Topolanek signs Lisbon Treaty but critics claim Civic Democrats want ratification delayed

Photo: CTK

A great deal of pomp and ceremony was on display at Lisbon’s Jeronimos Monastery on Thursday as leaders of the European Union’s 27 member countries signed the landmark Lisbon Treaty. The treaty replaces the EU Constitution, which was rejected by Dutch and French voters in 2005, and will fundamentally alter the way the EU is run. Lisbon now needs to be ratified by all 27 members, including of course the Czech Republic. But will the path to ratification be smooth?

Photo: CTK
The treaty, which is 287 pages long, is a bid to streamline the EU’s decision making and make it a slimmer, more effective body. In brief, it creates a new European Council president, ushers in a new foreign policy chief to increase the EU’s profile abroad, reduces the number of EU Commissioners from 27 to 18, removes national vetoes in around 50 policy areas, redistributes voting weights between member states and removes all references to “EU statehood” such as a flag or an anthem.
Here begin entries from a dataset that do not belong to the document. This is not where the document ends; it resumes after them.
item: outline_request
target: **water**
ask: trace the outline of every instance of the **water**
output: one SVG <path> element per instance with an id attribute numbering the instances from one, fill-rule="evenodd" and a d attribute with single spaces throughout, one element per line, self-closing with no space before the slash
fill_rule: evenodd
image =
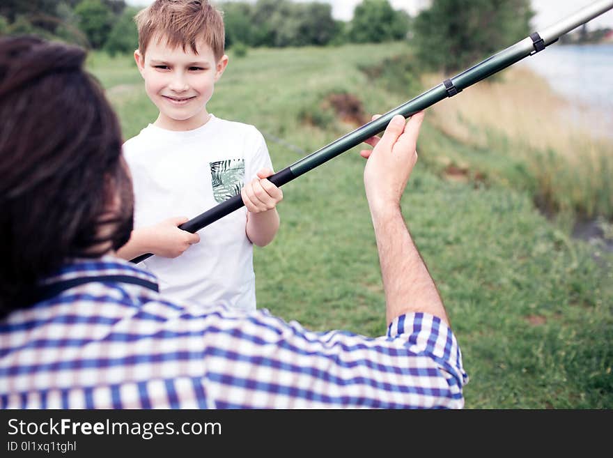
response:
<path id="1" fill-rule="evenodd" d="M 571 121 L 582 122 L 596 135 L 613 138 L 613 43 L 556 43 L 520 65 L 545 77 L 571 102 Z"/>

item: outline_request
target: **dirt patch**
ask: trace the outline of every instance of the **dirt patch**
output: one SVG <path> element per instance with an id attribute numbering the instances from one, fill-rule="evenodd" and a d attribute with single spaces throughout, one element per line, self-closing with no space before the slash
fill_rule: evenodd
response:
<path id="1" fill-rule="evenodd" d="M 451 181 L 467 183 L 470 178 L 468 169 L 453 164 L 449 164 L 445 167 L 444 174 L 445 178 Z"/>
<path id="2" fill-rule="evenodd" d="M 330 94 L 326 98 L 325 104 L 329 105 L 334 109 L 343 122 L 363 125 L 370 121 L 364 113 L 362 102 L 353 94 Z"/>
<path id="3" fill-rule="evenodd" d="M 486 184 L 486 176 L 480 171 L 471 171 L 468 167 L 449 164 L 443 170 L 445 179 L 456 183 L 474 183 L 475 188 Z"/>
<path id="4" fill-rule="evenodd" d="M 609 226 L 610 227 L 610 225 Z M 573 236 L 592 245 L 598 245 L 605 252 L 613 253 L 613 238 L 605 233 L 607 224 L 601 220 L 577 221 L 573 228 Z"/>
<path id="5" fill-rule="evenodd" d="M 533 326 L 541 326 L 547 323 L 547 319 L 541 315 L 529 315 L 526 316 L 526 321 Z"/>

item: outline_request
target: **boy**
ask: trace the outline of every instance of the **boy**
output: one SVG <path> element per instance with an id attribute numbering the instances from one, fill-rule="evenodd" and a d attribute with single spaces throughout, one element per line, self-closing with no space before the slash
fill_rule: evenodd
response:
<path id="1" fill-rule="evenodd" d="M 272 241 L 283 194 L 265 179 L 272 166 L 262 135 L 207 111 L 228 64 L 222 16 L 206 0 L 156 0 L 136 20 L 134 59 L 160 114 L 123 145 L 134 230 L 118 254 L 156 254 L 143 264 L 174 300 L 254 310 L 252 244 Z M 178 228 L 239 192 L 245 208 L 199 234 Z"/>

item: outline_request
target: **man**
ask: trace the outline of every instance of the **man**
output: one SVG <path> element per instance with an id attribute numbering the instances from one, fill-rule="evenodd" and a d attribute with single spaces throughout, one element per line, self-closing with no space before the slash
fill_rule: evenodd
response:
<path id="1" fill-rule="evenodd" d="M 387 336 L 176 303 L 114 252 L 132 230 L 117 120 L 79 48 L 0 40 L 3 408 L 460 408 L 467 381 L 400 199 L 423 114 L 371 139 Z M 41 103 L 44 101 L 44 104 Z"/>

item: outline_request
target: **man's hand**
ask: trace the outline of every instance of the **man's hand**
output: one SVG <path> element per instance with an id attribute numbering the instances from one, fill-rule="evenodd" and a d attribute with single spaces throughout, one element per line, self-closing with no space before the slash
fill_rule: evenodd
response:
<path id="1" fill-rule="evenodd" d="M 283 192 L 266 179 L 274 173 L 270 169 L 262 169 L 258 172 L 258 177 L 241 190 L 242 201 L 251 213 L 272 210 L 283 200 Z"/>
<path id="2" fill-rule="evenodd" d="M 139 229 L 138 237 L 148 252 L 165 258 L 176 258 L 183 254 L 192 245 L 200 241 L 200 236 L 180 229 L 178 226 L 186 222 L 186 217 L 164 220 L 155 226 Z M 136 231 L 135 231 L 136 232 Z"/>
<path id="3" fill-rule="evenodd" d="M 414 114 L 408 122 L 402 116 L 396 116 L 382 138 L 373 137 L 366 141 L 375 147 L 360 153 L 368 159 L 364 168 L 364 186 L 371 211 L 385 211 L 399 206 L 417 160 L 415 148 L 423 120 L 424 112 Z"/>

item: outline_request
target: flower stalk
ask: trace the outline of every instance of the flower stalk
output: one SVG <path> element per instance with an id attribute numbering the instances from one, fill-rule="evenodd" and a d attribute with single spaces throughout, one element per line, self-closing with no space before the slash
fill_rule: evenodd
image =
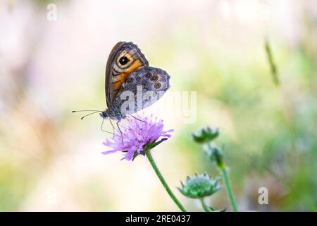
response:
<path id="1" fill-rule="evenodd" d="M 212 145 L 211 143 L 208 143 L 208 149 L 211 152 L 210 154 L 209 155 L 209 157 L 211 158 L 213 158 L 216 161 L 218 167 L 221 171 L 223 178 L 224 179 L 225 181 L 225 189 L 227 190 L 228 196 L 229 196 L 229 199 L 230 201 L 232 210 L 235 212 L 237 212 L 238 208 L 237 203 L 235 201 L 235 196 L 233 194 L 232 189 L 231 189 L 231 185 L 229 182 L 227 168 L 225 167 L 225 163 L 223 159 L 222 151 L 218 148 Z"/>
<path id="2" fill-rule="evenodd" d="M 200 198 L 199 200 L 200 203 L 201 203 L 201 206 L 204 210 L 205 210 L 205 212 L 212 212 L 210 208 L 207 206 L 207 204 L 206 204 L 205 201 L 204 200 L 203 198 Z"/>
<path id="3" fill-rule="evenodd" d="M 166 183 L 166 181 L 165 180 L 164 177 L 163 177 L 162 174 L 158 170 L 156 163 L 155 162 L 154 159 L 153 158 L 152 155 L 151 153 L 151 148 L 146 150 L 145 155 L 147 155 L 147 159 L 149 160 L 153 170 L 154 170 L 155 173 L 160 179 L 161 182 L 163 184 L 163 186 L 166 190 L 170 197 L 173 199 L 174 203 L 178 206 L 180 210 L 182 210 L 182 212 L 187 212 L 186 209 L 184 208 L 182 203 L 180 203 L 180 202 L 178 201 L 176 196 L 174 195 L 172 190 L 170 190 L 170 187 L 168 186 L 168 184 Z"/>

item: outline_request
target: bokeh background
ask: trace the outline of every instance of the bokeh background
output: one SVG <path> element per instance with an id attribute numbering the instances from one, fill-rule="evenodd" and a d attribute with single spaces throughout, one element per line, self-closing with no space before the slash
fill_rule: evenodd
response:
<path id="1" fill-rule="evenodd" d="M 240 210 L 317 210 L 316 1 L 1 0 L 0 28 L 0 210 L 178 210 L 145 157 L 101 155 L 101 119 L 70 113 L 106 107 L 106 61 L 120 40 L 171 76 L 144 114 L 175 129 L 154 155 L 188 209 L 201 208 L 177 191 L 180 179 L 219 174 L 191 138 L 210 125 Z M 182 91 L 197 91 L 193 123 L 155 110 Z M 231 210 L 225 190 L 208 203 Z"/>

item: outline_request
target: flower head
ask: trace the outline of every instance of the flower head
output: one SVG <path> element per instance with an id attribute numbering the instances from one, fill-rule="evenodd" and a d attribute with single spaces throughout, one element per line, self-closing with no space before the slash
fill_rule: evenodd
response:
<path id="1" fill-rule="evenodd" d="M 168 133 L 173 129 L 163 131 L 163 120 L 157 117 L 137 116 L 127 118 L 128 123 L 120 125 L 120 130 L 115 131 L 113 138 L 107 138 L 103 144 L 112 148 L 104 151 L 104 155 L 117 151 L 126 153 L 124 158 L 133 160 L 139 154 L 144 155 L 147 148 L 151 148 L 171 136 Z M 122 135 L 122 136 L 121 136 Z M 164 138 L 158 141 L 160 137 Z"/>
<path id="2" fill-rule="evenodd" d="M 192 177 L 187 176 L 185 185 L 180 182 L 182 187 L 178 188 L 178 190 L 189 198 L 204 198 L 221 189 L 221 186 L 218 184 L 219 180 L 220 177 L 216 177 L 215 179 L 211 179 L 206 172 L 201 175 L 195 174 Z"/>

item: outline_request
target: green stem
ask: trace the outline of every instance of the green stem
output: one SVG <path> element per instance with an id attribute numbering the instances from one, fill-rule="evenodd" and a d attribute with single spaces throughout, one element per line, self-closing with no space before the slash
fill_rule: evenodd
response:
<path id="1" fill-rule="evenodd" d="M 204 198 L 200 198 L 200 203 L 201 203 L 201 206 L 203 207 L 204 210 L 205 212 L 211 212 L 210 208 L 206 204 L 205 201 L 204 201 Z"/>
<path id="2" fill-rule="evenodd" d="M 229 196 L 233 211 L 237 212 L 238 208 L 237 206 L 237 203 L 235 203 L 235 196 L 233 195 L 232 190 L 231 189 L 231 186 L 230 183 L 229 182 L 229 178 L 228 177 L 227 170 L 225 169 L 225 167 L 223 167 L 221 169 L 221 171 L 223 172 L 223 177 L 225 179 L 225 188 L 227 189 L 228 195 Z"/>
<path id="3" fill-rule="evenodd" d="M 156 163 L 155 163 L 154 160 L 153 159 L 152 155 L 151 154 L 151 149 L 148 149 L 145 152 L 147 158 L 149 159 L 149 161 L 151 163 L 151 165 L 153 167 L 153 170 L 154 170 L 155 173 L 156 174 L 157 177 L 160 179 L 161 182 L 162 183 L 163 186 L 164 186 L 166 191 L 170 195 L 170 197 L 173 199 L 173 201 L 175 203 L 175 204 L 179 207 L 179 208 L 182 212 L 187 212 L 186 209 L 182 206 L 182 205 L 180 203 L 178 199 L 176 198 L 176 196 L 173 193 L 172 190 L 170 190 L 170 187 L 167 184 L 166 182 L 164 179 L 164 177 L 163 177 L 162 174 L 161 173 L 160 170 L 156 166 Z"/>

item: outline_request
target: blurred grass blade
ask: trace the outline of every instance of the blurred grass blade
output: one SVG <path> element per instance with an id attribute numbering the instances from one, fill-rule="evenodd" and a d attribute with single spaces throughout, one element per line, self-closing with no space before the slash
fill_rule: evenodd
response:
<path id="1" fill-rule="evenodd" d="M 276 68 L 276 64 L 274 63 L 271 47 L 268 39 L 266 39 L 265 40 L 265 48 L 266 55 L 268 56 L 268 64 L 270 64 L 271 73 L 272 75 L 273 83 L 276 86 L 278 86 L 280 85 L 280 81 L 278 76 L 278 69 Z"/>

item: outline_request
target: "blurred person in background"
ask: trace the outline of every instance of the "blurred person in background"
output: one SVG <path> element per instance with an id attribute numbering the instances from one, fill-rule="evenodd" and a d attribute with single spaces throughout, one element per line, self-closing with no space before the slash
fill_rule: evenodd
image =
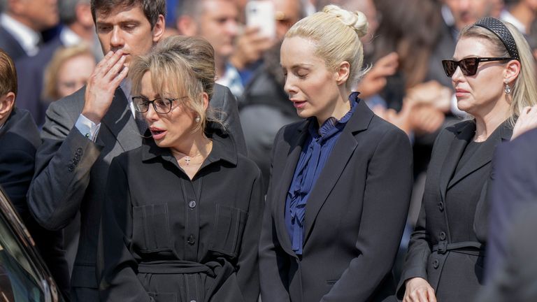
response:
<path id="1" fill-rule="evenodd" d="M 50 103 L 50 100 L 41 97 L 45 68 L 55 52 L 64 47 L 85 45 L 96 60 L 103 57 L 95 34 L 90 0 L 62 0 L 58 1 L 58 8 L 63 24 L 59 34 L 44 45 L 36 56 L 16 62 L 20 91 L 19 106 L 30 111 L 40 127 L 45 123 L 45 112 Z"/>
<path id="2" fill-rule="evenodd" d="M 261 169 L 268 186 L 270 154 L 278 131 L 301 117 L 283 89 L 285 79 L 280 66 L 280 48 L 285 33 L 306 17 L 301 0 L 270 0 L 274 3 L 276 36 L 279 41 L 263 55 L 263 64 L 246 86 L 241 102 L 240 116 L 248 157 Z"/>
<path id="3" fill-rule="evenodd" d="M 443 65 L 457 106 L 472 119 L 445 128 L 434 144 L 398 287 L 406 302 L 472 301 L 482 287 L 492 155 L 519 134 L 515 120 L 537 103 L 529 47 L 498 19 L 464 27 Z"/>
<path id="4" fill-rule="evenodd" d="M 32 217 L 27 203 L 36 151 L 41 140 L 29 113 L 15 106 L 16 73 L 13 61 L 0 48 L 0 187 L 28 229 L 60 293 L 69 301 L 69 273 L 63 233 L 41 227 Z"/>
<path id="5" fill-rule="evenodd" d="M 86 85 L 96 64 L 85 45 L 59 49 L 45 69 L 42 98 L 50 103 L 75 93 Z"/>
<path id="6" fill-rule="evenodd" d="M 16 62 L 37 54 L 41 31 L 58 24 L 57 0 L 0 0 L 0 48 Z"/>
<path id="7" fill-rule="evenodd" d="M 233 0 L 182 0 L 177 8 L 177 29 L 187 36 L 206 38 L 215 48 L 217 82 L 236 96 L 243 85 L 236 68 L 229 62 L 238 34 L 238 10 Z"/>

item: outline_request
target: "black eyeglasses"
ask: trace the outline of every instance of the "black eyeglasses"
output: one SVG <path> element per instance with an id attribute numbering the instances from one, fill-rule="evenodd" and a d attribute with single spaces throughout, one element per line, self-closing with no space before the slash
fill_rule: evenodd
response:
<path id="1" fill-rule="evenodd" d="M 186 97 L 186 96 L 183 96 Z M 145 96 L 133 96 L 132 102 L 134 104 L 134 109 L 139 113 L 145 113 L 149 110 L 149 104 L 153 105 L 155 111 L 158 113 L 168 113 L 171 111 L 171 105 L 173 101 L 177 101 L 180 99 L 166 99 L 166 98 L 157 98 L 152 101 L 150 101 L 149 99 Z"/>
<path id="2" fill-rule="evenodd" d="M 453 73 L 455 73 L 457 67 L 461 68 L 461 71 L 464 76 L 473 76 L 478 72 L 478 66 L 479 63 L 482 62 L 491 62 L 491 61 L 507 61 L 514 59 L 513 58 L 506 57 L 493 57 L 493 58 L 478 58 L 471 57 L 466 58 L 459 61 L 453 60 L 442 60 L 442 66 L 444 67 L 444 71 L 448 77 L 451 78 Z"/>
Now it just needs to be ratified. Its predecessor, the EU Constitution, came a cropper when it was put to a referendum and the people of the Netherlands and France rather inconveniently said no. This time around, therefore, it will merely be ratified in parliament by all of the 27 EU countries except Ireland, which has to have a referendum on these things.

Mirek Topolanek and Foreign Minister Karel Schwarzenberg sign the EU's Lisbon Treaty,  photo: CTK
In the Czech Republic, however, the ratification process might be far from smooth. Just as prime minister Mirek Topolanek was putting his signature to the document in Lisbon, critics accused his party – the right-of-centre Civic Democrats – of trying to devise ways to delay ratification. The Civic Democrats propose sending the document to the Constitutional Court in Brno to decide whether it’s compatible with the Czech Constitution. This could take a very long time.

But what would be the point if it’s only delaying the inevitable? Well, according to reports in the media, their strategy is to delay it and win time and wait for the treaty’s ratification to fail in another EU state so it won’t be the Czechs’ fault when the whole thing collapses.

“The government’s strategy is clear,” Civic Democrat senator told Lidove Noviny. “Delay it and wait for someone else to do the job for us,” he says. Whether that strategy will succeed is another matter.